Advertisement

New Firing Breaks Truce in Lebanon : Beirut: Battles resume a day after a cease-fire halts fighting that killed more than 50 people.

Share
From United Press International

Mortar batteries and rocket launchers lighted up the sky Sunday in renewed violence just 24 hours after rival Christian forces reached a cease-fire agreement that had ended two days of bloody clashes, police said.

Renewed fighting between army troops loyal to Maj. Gen. Michel Aoun and Samir Geagea’s Lebanese Forces broke out around the neighboring villages of Qlaiat and Daraya. Each side maintain strategic positions in the Christian Maronite heartland of Keserwan, 12 miles northeast of Beirut.
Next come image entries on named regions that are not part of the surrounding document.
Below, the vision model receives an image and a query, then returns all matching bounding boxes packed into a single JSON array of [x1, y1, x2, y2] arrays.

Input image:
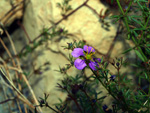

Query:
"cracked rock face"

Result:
[[23, 0, 134, 111], [0, 0, 23, 26]]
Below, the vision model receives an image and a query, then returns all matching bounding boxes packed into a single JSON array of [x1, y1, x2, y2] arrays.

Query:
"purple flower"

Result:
[[71, 45, 101, 70], [110, 75, 116, 81]]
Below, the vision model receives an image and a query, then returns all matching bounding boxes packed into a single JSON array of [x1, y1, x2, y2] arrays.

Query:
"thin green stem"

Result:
[[116, 0, 130, 32]]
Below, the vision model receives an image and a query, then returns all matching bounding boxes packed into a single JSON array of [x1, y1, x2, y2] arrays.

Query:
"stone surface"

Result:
[[0, 0, 23, 26], [23, 0, 136, 113]]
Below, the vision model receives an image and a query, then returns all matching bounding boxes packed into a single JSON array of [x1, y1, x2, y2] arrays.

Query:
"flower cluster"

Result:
[[71, 45, 101, 70]]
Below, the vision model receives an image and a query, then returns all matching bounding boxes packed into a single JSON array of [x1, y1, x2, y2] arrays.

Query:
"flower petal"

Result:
[[89, 61, 98, 70], [71, 48, 84, 58], [83, 45, 95, 53], [74, 59, 87, 70], [93, 58, 101, 63]]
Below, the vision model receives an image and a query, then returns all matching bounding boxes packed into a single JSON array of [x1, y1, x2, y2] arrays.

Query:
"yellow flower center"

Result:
[[84, 47, 95, 60]]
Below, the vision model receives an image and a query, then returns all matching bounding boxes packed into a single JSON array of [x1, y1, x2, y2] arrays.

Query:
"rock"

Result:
[[23, 0, 136, 112], [0, 0, 23, 26]]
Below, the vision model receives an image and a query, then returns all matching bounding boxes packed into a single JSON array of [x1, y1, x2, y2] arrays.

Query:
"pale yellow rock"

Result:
[[23, 0, 136, 113]]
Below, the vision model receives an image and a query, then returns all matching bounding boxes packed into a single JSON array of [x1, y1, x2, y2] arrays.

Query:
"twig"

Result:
[[5, 30, 42, 112]]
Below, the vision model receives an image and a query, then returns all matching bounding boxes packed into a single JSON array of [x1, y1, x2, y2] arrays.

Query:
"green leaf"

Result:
[[122, 48, 133, 54], [146, 44, 150, 47], [134, 50, 145, 62]]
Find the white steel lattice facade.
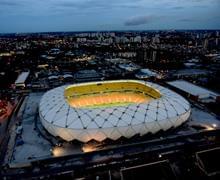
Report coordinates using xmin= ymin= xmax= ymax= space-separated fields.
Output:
xmin=39 ymin=80 xmax=191 ymax=142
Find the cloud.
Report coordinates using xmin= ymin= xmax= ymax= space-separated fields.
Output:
xmin=177 ymin=18 xmax=196 ymax=22
xmin=172 ymin=6 xmax=184 ymax=10
xmin=124 ymin=15 xmax=158 ymax=26
xmin=0 ymin=0 xmax=23 ymax=6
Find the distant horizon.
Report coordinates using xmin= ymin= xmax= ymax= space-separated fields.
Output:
xmin=0 ymin=28 xmax=220 ymax=35
xmin=0 ymin=0 xmax=220 ymax=33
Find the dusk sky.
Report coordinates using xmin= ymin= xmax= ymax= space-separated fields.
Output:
xmin=0 ymin=0 xmax=220 ymax=33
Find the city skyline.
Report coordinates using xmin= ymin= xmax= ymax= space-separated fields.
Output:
xmin=0 ymin=0 xmax=220 ymax=33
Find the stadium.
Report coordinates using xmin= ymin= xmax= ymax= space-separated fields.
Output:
xmin=39 ymin=80 xmax=191 ymax=142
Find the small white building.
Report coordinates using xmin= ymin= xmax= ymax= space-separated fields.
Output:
xmin=167 ymin=80 xmax=220 ymax=103
xmin=15 ymin=71 xmax=30 ymax=88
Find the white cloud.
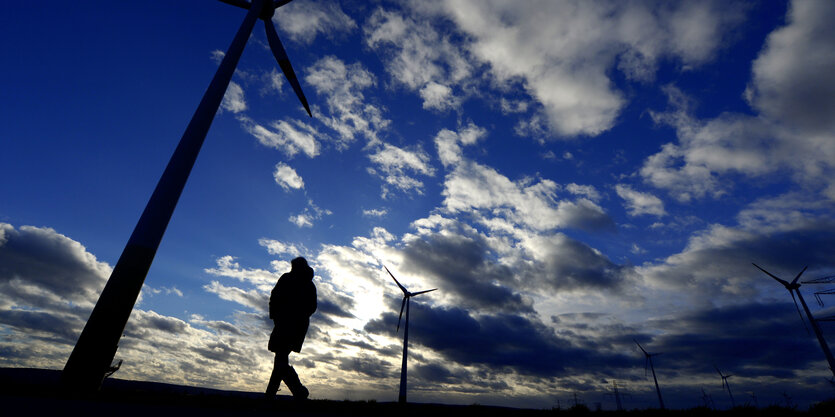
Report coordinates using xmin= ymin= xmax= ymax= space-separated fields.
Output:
xmin=239 ymin=116 xmax=325 ymax=158
xmin=419 ymin=81 xmax=460 ymax=111
xmin=203 ymin=255 xmax=281 ymax=290
xmin=305 ymin=56 xmax=390 ymax=147
xmin=287 ymin=200 xmax=333 ymax=227
xmin=434 ymin=1 xmax=740 ymax=136
xmin=442 ymin=160 xmax=612 ymax=232
xmin=273 ymin=0 xmax=357 ymax=44
xmin=640 ymin=1 xmax=835 ymax=201
xmin=565 ymin=182 xmax=600 ymax=201
xmin=212 ymin=49 xmax=226 ymax=65
xmin=365 ymin=8 xmax=473 ymax=110
xmin=362 ymin=208 xmax=388 ymax=217
xmin=0 ymin=223 xmax=112 ymax=312
xmin=220 ymin=81 xmax=247 ymax=114
xmin=273 ymin=162 xmax=304 ymax=191
xmin=435 ymin=122 xmax=487 ymax=167
xmin=368 ymin=143 xmax=435 ymax=198
xmin=258 ymin=238 xmax=302 ymax=256
xmin=615 ymin=184 xmax=667 ymax=217
xmin=746 ymin=1 xmax=835 ymax=134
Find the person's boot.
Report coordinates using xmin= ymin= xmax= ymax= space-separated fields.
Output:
xmin=264 ymin=369 xmax=284 ymax=399
xmin=284 ymin=366 xmax=310 ymax=400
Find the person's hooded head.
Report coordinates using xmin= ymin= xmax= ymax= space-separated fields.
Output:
xmin=290 ymin=256 xmax=313 ymax=279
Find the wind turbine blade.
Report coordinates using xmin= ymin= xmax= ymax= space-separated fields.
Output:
xmin=412 ymin=288 xmax=437 ymax=297
xmin=789 ymin=290 xmax=811 ymax=335
xmin=751 ymin=262 xmax=789 ymax=286
xmin=792 ymin=265 xmax=809 ymax=284
xmin=264 ymin=20 xmax=313 ymax=117
xmin=383 ymin=265 xmax=409 ymax=295
xmin=397 ymin=295 xmax=409 ymax=332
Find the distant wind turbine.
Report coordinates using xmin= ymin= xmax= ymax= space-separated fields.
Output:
xmin=713 ymin=365 xmax=736 ymax=408
xmin=61 ymin=0 xmax=310 ymax=392
xmin=632 ymin=339 xmax=664 ymax=410
xmin=383 ymin=265 xmax=437 ymax=403
xmin=752 ymin=263 xmax=835 ymax=376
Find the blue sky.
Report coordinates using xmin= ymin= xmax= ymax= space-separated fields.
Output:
xmin=0 ymin=0 xmax=835 ymax=408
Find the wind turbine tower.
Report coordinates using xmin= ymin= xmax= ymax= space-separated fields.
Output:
xmin=713 ymin=365 xmax=736 ymax=408
xmin=632 ymin=339 xmax=664 ymax=410
xmin=752 ymin=263 xmax=835 ymax=376
xmin=61 ymin=0 xmax=310 ymax=392
xmin=383 ymin=265 xmax=437 ymax=404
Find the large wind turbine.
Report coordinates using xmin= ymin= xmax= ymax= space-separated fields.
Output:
xmin=61 ymin=0 xmax=310 ymax=392
xmin=752 ymin=263 xmax=835 ymax=375
xmin=632 ymin=339 xmax=664 ymax=410
xmin=713 ymin=365 xmax=736 ymax=408
xmin=383 ymin=265 xmax=437 ymax=403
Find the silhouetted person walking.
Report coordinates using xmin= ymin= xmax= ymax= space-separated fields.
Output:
xmin=266 ymin=257 xmax=316 ymax=399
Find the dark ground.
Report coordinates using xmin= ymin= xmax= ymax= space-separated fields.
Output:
xmin=0 ymin=368 xmax=835 ymax=417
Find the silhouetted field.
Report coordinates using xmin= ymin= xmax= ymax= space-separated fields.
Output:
xmin=0 ymin=368 xmax=835 ymax=417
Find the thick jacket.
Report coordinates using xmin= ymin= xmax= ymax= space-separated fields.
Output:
xmin=269 ymin=267 xmax=316 ymax=352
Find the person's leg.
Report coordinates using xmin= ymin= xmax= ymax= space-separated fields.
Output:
xmin=265 ymin=351 xmax=290 ymax=397
xmin=284 ymin=365 xmax=310 ymax=400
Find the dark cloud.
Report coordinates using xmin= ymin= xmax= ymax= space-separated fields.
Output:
xmin=560 ymin=200 xmax=616 ymax=232
xmin=316 ymin=290 xmax=354 ymax=318
xmin=402 ymin=233 xmax=533 ymax=312
xmin=519 ymin=233 xmax=626 ymax=290
xmin=365 ymin=303 xmax=628 ymax=377
xmin=640 ymin=219 xmax=835 ymax=298
xmin=0 ymin=223 xmax=110 ymax=308
xmin=0 ymin=310 xmax=84 ymax=345
xmin=338 ymin=353 xmax=397 ymax=379
xmin=647 ymin=300 xmax=823 ymax=379
xmin=125 ymin=311 xmax=189 ymax=335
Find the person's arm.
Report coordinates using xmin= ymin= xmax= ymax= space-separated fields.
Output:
xmin=308 ymin=282 xmax=319 ymax=316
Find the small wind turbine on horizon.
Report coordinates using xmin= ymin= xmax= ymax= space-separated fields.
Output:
xmin=61 ymin=0 xmax=311 ymax=392
xmin=383 ymin=265 xmax=437 ymax=403
xmin=752 ymin=263 xmax=835 ymax=376
xmin=713 ymin=365 xmax=736 ymax=408
xmin=632 ymin=339 xmax=664 ymax=410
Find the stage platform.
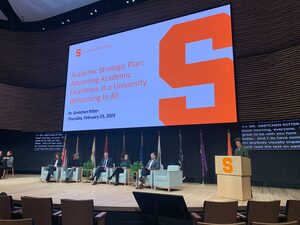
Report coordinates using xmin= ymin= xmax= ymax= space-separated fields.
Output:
xmin=0 ymin=175 xmax=300 ymax=211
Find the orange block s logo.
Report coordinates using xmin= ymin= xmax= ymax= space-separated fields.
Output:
xmin=222 ymin=157 xmax=233 ymax=173
xmin=159 ymin=13 xmax=237 ymax=125
xmin=76 ymin=48 xmax=81 ymax=57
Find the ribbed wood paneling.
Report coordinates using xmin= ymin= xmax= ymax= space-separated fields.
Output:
xmin=0 ymin=0 xmax=300 ymax=130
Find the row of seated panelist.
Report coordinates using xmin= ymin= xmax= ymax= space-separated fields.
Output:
xmin=41 ymin=165 xmax=183 ymax=191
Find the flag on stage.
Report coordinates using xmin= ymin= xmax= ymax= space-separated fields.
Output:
xmin=75 ymin=134 xmax=79 ymax=157
xmin=61 ymin=133 xmax=68 ymax=167
xmin=157 ymin=131 xmax=162 ymax=168
xmin=91 ymin=135 xmax=96 ymax=167
xmin=104 ymin=132 xmax=108 ymax=153
xmin=140 ymin=131 xmax=144 ymax=165
xmin=227 ymin=129 xmax=232 ymax=155
xmin=200 ymin=129 xmax=208 ymax=183
xmin=178 ymin=129 xmax=185 ymax=180
xmin=122 ymin=131 xmax=126 ymax=156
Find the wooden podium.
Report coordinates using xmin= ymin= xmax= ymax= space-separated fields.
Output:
xmin=215 ymin=156 xmax=252 ymax=201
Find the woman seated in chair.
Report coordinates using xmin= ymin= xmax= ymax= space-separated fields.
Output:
xmin=65 ymin=154 xmax=80 ymax=183
xmin=108 ymin=154 xmax=131 ymax=186
xmin=0 ymin=151 xmax=14 ymax=179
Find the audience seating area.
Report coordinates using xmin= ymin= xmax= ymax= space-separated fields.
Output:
xmin=0 ymin=193 xmax=300 ymax=225
xmin=0 ymin=196 xmax=106 ymax=225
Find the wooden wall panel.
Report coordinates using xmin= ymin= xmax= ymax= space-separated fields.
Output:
xmin=0 ymin=0 xmax=300 ymax=130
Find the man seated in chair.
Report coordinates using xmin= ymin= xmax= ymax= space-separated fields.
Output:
xmin=46 ymin=153 xmax=62 ymax=182
xmin=108 ymin=154 xmax=131 ymax=186
xmin=65 ymin=154 xmax=80 ymax=183
xmin=89 ymin=152 xmax=112 ymax=185
xmin=0 ymin=151 xmax=14 ymax=178
xmin=137 ymin=152 xmax=160 ymax=189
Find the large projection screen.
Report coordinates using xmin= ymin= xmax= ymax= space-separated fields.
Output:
xmin=63 ymin=5 xmax=237 ymax=131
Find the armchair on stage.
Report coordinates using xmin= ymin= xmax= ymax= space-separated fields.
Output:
xmin=152 ymin=165 xmax=182 ymax=191
xmin=109 ymin=167 xmax=130 ymax=185
xmin=93 ymin=167 xmax=112 ymax=183
xmin=60 ymin=167 xmax=82 ymax=183
xmin=41 ymin=166 xmax=61 ymax=182
xmin=137 ymin=169 xmax=154 ymax=189
xmin=215 ymin=156 xmax=252 ymax=201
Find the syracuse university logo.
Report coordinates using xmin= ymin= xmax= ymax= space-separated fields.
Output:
xmin=76 ymin=48 xmax=81 ymax=57
xmin=159 ymin=13 xmax=236 ymax=125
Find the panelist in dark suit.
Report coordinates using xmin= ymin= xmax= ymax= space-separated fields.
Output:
xmin=46 ymin=153 xmax=62 ymax=182
xmin=65 ymin=154 xmax=80 ymax=182
xmin=138 ymin=152 xmax=160 ymax=188
xmin=234 ymin=137 xmax=249 ymax=157
xmin=90 ymin=152 xmax=113 ymax=185
xmin=108 ymin=154 xmax=132 ymax=186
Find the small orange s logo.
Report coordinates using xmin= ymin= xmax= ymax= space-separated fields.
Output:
xmin=76 ymin=48 xmax=81 ymax=57
xmin=223 ymin=157 xmax=233 ymax=173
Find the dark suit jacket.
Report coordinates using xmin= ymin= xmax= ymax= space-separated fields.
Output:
xmin=51 ymin=159 xmax=62 ymax=167
xmin=98 ymin=158 xmax=113 ymax=167
xmin=68 ymin=159 xmax=80 ymax=167
xmin=145 ymin=159 xmax=160 ymax=170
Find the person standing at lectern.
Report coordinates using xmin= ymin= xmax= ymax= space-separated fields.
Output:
xmin=234 ymin=137 xmax=249 ymax=157
xmin=89 ymin=152 xmax=112 ymax=185
xmin=46 ymin=153 xmax=62 ymax=182
xmin=0 ymin=151 xmax=14 ymax=179
xmin=0 ymin=150 xmax=3 ymax=166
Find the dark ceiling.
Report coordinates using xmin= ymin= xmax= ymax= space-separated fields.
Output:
xmin=0 ymin=0 xmax=147 ymax=32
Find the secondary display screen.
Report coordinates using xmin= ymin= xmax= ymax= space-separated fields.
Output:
xmin=63 ymin=5 xmax=237 ymax=131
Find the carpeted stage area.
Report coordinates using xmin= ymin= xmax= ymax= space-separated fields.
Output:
xmin=0 ymin=175 xmax=300 ymax=211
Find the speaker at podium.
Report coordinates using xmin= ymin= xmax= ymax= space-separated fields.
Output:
xmin=215 ymin=156 xmax=252 ymax=201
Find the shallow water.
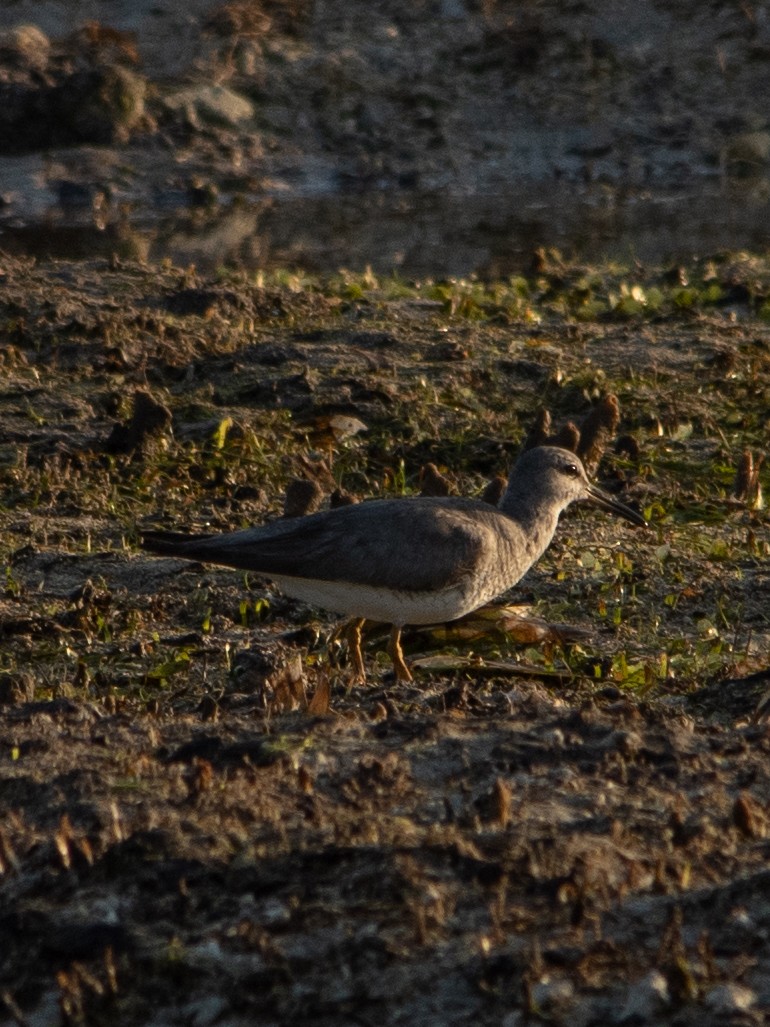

Automatic gunfire and artillery shelling rumbled through East Beirut, destroying apartment buildings and killing at least three people Sunday night, police and witnesses said.

Advertisement

The new violence raised the death toll close to 60 and the number of wounded to more than 100 in the recent days of fighting for control of the Christian areas.

Since the battles began Jan. 31, more than 900 people have died.

A cease-fire agreement Saturday had ended the battles in Qlaiat that erupted Friday. Police said gunfire fell silent along the four-mile front line in Keserwan late Saturday after a Christian mediation team convinced the two rival leaders to hold their fire.

Aoun is “now ready to engage in political efforts to break the deadlock (with Geagea) and reach a settlement,” a source said Aoun had told the team, which has been trying to work out inter-Christian differences.

Military sources said Geagea had launched attacks against Aoun in Qlaiat to drive him out of Keserwan, a Lebanese Forces militia stronghold. The sources said Geagea wanted to distract Aoun from attacking the militia headquarters in East Beirut.